Harry’s throat tightened. He could feel the sting of tears at the corners of his eyes. It wasn’t fair — none of it was.
Voldemort had ruined everything.
Killed his parents.
Stolen his childhood.
Made him live in a cupboard.
Made him a freak with a scar that everyone stared at.
And now, after everything, all the near-deaths, all the fights, all the people who’d died because of this bastard, he was just supposed to die here too?
He hadn’t even finished school.
He hadn’t even driven a motorbike.
He hadn’t even kissed a girl.
What a bloody waste.
But instead of crying, instead of begging or screaming, Harry did the one thing he knew Voldemort wouldn’t understand, the one thing he knew would get under his skin.
He laughed.
It hurt to do it — his ribs felt like they were splintering with every breath — but he laughed anyway, breathless and hoarse and defiant. It wasn’t loud, it wasn’t brave, but it was his.

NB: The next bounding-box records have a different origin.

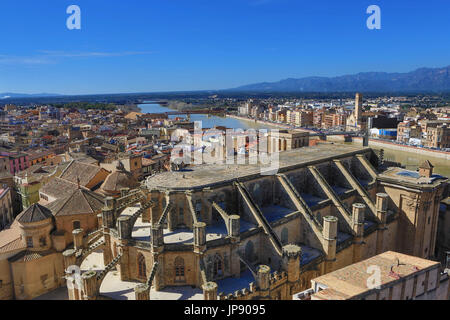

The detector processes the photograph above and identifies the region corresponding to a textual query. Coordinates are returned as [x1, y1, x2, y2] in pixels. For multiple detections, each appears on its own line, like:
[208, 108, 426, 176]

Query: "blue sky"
[0, 0, 450, 94]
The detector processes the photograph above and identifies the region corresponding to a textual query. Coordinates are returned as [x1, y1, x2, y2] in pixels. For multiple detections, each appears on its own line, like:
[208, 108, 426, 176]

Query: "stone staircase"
[308, 166, 354, 234]
[97, 254, 122, 283]
[334, 160, 380, 222]
[235, 181, 283, 256]
[158, 202, 172, 226]
[277, 173, 323, 235]
[146, 261, 159, 290]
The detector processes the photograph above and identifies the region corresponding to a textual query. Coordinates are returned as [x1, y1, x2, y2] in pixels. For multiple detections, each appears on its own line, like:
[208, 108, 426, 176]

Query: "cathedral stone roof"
[100, 161, 140, 193]
[419, 160, 434, 169]
[47, 188, 104, 217]
[59, 161, 105, 186]
[17, 203, 53, 223]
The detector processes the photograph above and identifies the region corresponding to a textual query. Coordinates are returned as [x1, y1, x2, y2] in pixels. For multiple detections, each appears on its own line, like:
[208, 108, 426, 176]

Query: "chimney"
[419, 160, 434, 178]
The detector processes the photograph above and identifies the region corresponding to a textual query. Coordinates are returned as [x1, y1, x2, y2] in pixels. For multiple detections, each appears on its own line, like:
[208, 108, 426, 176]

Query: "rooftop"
[379, 167, 447, 187]
[313, 251, 440, 300]
[147, 144, 371, 190]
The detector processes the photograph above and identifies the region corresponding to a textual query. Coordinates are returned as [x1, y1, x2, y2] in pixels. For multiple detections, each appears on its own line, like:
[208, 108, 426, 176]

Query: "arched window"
[72, 221, 81, 230]
[175, 257, 186, 282]
[213, 254, 223, 277]
[178, 207, 184, 224]
[281, 228, 289, 245]
[138, 253, 147, 279]
[113, 242, 117, 258]
[245, 241, 255, 262]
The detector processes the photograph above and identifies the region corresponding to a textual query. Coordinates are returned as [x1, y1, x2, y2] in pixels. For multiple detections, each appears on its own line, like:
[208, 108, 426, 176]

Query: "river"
[138, 103, 450, 177]
[138, 103, 276, 130]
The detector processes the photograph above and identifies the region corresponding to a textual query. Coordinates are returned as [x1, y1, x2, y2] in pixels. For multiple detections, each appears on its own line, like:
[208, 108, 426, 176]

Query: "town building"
[294, 251, 450, 300]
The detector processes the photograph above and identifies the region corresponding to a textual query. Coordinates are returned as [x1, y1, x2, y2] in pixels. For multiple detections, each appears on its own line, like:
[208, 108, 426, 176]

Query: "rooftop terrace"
[147, 144, 371, 190]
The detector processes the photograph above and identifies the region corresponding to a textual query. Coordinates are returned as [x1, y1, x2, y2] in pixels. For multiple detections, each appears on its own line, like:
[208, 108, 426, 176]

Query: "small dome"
[16, 203, 53, 223]
[100, 162, 141, 194]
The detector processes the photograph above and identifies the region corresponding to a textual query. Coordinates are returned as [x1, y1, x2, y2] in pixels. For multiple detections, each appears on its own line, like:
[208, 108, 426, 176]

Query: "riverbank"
[353, 137, 450, 160]
[227, 114, 310, 132]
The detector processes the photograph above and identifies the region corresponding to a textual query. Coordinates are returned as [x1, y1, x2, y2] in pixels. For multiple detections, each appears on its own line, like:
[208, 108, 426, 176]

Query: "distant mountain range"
[227, 66, 450, 92]
[0, 92, 59, 100]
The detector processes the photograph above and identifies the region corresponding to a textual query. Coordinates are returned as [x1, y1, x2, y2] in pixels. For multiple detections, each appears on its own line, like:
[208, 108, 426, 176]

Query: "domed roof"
[48, 188, 104, 217]
[100, 161, 140, 193]
[16, 203, 53, 223]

And the look on Voldemort’s face — that tiny flicker of confusion, that flash of irritation — made every second of pain worth it.
Harry laughed like a complete lunatic, even though every breath made his ribs ache and the world tilted around him. He wasn’t going to give in, not now, not ever. If Voldemort wanted him to beg, he was going to be waiting a long bloody time.
“You know it’s not gonna end here, right?” Harry rasped out, his voice hoarse but steady. “You and me, our story’s not over. Go on then, kill me. I’ll come back, same as you did. This time, I’ll be the one haunting you. I’ll be the name people whisper when they talk about you. I’ll be the face in your nightmares, the one that never goes away. You’ll never be rid of me.”
He coughed, tasting more blood, but kept talking. “From the time I was one, I’ve been beating you. You think this’ll be any different? Go on, then. Do your worst.”
Voldemort’s expression shifted as Harry spoke — calm and smug at first, then twisting, tightening, until his red eyes blazed with fury. The tip of his wand glowed that sickly green Harry had seen before, the one that had ended so many lives.
“Avada Kedavra.”
The green light shot forward, fast as lightning.
And Harry Potter — the boy who lived, who laughed at death itself — was gone.
Comments
This was supposed to be the beginning of a Harry Potter SI fic, where the SI goes into Harry Potter, but then I got the idea for Turncoat and left it alone. I kept it becuase I felt failry proud of the fight scene, and I might pick it up again. Figured it'd be a nice little bonus for being so wishy washy about my uploading schedule. Hope you guys enjoy! I'll be working on Turncoat next!